Can two ways of viewing and worshipping God both be true? What happens when world catastrophe divides families of faith - and Jews of different ideologies find themselves in opposition? I appreciated the way things were pared down in this version so we could absorb the meanings of Apikorsim ("Bad Jews," as Reuven puts it), or Zionism, or what it means to be Tzaddik.

Carter Hudson's young Reuven was so likeable and all-American. I enjoyed Jonathan David Martin's clear-minded and straightforward take on Danny Saunders, and I couldn't help but like Reuven's father, played by John Rothman. This father seems to me - and to most of us Western-minded folks, the ideal father. One who listens, respects, talks, shares. Spends time with his child.

Again and again, as Reuven Malter and his father discussed Danny and his family, the lesson was tolerance. Helping Reuven to understand the other. And yet David Malter's own biases showed through, too, at times.
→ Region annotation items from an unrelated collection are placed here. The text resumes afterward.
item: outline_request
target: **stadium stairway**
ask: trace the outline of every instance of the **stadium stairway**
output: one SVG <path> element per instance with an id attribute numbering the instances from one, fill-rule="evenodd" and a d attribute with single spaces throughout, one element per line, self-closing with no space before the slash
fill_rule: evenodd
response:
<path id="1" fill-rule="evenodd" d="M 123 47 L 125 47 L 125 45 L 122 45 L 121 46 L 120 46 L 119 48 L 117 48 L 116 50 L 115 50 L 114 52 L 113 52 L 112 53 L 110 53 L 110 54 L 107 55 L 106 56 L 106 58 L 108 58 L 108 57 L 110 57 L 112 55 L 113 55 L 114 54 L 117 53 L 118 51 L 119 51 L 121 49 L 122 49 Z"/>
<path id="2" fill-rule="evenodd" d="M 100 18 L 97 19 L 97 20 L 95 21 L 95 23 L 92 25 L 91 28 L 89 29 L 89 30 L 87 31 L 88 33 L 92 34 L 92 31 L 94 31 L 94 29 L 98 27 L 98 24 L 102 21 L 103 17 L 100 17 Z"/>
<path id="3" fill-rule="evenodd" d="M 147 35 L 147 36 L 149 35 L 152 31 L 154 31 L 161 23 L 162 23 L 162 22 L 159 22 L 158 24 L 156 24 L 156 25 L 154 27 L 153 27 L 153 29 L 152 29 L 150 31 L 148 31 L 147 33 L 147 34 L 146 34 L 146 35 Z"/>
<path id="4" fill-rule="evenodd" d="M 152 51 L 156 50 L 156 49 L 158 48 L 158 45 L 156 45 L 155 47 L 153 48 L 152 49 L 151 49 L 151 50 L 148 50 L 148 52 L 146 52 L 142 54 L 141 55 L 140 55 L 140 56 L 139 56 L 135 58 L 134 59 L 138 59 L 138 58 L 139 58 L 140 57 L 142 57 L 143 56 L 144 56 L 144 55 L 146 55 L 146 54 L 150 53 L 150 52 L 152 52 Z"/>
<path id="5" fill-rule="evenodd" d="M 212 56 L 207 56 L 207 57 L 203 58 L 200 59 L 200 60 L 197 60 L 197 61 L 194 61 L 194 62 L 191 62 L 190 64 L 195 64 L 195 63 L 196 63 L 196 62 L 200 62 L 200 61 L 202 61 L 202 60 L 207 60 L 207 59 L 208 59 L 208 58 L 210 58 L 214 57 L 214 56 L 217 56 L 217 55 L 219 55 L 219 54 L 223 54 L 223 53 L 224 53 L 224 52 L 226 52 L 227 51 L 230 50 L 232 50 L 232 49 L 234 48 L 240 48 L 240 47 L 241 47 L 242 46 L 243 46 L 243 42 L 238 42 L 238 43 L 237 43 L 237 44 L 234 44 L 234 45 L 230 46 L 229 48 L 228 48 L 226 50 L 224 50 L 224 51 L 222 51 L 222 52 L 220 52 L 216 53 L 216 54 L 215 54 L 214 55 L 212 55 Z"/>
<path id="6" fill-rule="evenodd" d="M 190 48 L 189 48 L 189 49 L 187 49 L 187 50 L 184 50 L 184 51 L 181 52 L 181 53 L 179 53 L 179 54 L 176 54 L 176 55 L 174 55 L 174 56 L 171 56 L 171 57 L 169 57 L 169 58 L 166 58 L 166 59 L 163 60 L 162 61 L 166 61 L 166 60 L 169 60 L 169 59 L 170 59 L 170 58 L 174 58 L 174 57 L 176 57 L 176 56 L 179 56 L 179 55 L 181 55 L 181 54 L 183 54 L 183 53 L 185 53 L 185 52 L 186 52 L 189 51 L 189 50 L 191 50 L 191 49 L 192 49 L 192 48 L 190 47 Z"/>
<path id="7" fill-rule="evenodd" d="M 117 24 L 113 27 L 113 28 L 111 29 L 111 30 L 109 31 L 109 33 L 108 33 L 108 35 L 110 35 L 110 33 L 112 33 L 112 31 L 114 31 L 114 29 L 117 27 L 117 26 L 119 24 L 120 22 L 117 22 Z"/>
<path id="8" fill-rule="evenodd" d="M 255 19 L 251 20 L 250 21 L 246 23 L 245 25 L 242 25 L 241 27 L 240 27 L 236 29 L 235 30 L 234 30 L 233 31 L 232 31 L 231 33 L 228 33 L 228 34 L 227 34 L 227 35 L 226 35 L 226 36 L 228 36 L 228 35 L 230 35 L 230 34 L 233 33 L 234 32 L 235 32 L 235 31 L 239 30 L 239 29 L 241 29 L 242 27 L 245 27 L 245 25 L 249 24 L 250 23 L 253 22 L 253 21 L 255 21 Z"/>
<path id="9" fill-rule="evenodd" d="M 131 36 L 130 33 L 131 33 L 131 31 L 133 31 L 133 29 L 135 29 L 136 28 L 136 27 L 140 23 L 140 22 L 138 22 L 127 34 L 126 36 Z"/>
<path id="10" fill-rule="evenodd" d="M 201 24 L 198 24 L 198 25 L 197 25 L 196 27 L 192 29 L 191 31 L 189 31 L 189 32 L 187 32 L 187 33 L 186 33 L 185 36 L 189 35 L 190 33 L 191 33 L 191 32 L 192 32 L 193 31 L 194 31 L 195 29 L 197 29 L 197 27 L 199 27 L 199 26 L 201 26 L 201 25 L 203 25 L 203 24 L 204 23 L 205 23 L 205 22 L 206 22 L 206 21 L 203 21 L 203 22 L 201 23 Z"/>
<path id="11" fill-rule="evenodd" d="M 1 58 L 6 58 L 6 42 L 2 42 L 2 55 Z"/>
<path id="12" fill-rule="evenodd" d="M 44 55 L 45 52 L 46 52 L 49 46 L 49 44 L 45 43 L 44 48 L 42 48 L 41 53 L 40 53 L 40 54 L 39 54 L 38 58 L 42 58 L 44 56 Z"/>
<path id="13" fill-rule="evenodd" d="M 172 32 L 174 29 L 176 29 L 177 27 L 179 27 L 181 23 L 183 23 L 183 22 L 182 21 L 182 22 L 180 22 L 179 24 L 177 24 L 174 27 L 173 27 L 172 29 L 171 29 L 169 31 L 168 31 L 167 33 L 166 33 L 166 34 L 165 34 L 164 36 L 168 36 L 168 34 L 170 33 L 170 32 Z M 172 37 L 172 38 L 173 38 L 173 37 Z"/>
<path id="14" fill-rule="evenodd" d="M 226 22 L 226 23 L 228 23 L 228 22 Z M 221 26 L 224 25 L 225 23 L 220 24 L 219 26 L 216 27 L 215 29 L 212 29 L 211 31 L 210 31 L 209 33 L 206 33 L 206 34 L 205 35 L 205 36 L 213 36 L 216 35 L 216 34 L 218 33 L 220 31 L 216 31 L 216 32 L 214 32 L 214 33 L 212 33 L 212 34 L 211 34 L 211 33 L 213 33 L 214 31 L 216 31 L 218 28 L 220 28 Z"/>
The way he acknowledged his own weaknesses endeared him to me.

We see the differences in Reuven's father and in Danny's father, who seems for all the world like the parent we would never wish for. A father who is removed, traditional, severe, unyielding. David Marguilies' tempestuous, robust portrayal of Reb Saunders was my favorite performance of the show.

The beauty of this story, in novel and done wonderfully here at PCS, is that it teaches us to look at "the other" differently. Our assumptions of Danny's father are tested, just as Danny undergoes a test in the play, subjected to treatment which appears cruel and abusive.

See the show. Think about what you know. Think about what you don't know. Consider qualities, forces and powers in the world which don't resemble anything you could ever tolerate. At first glance, that is.

Has someone ever challenged your world view by simply being drastically different? Were you open to the experience? What did you learn?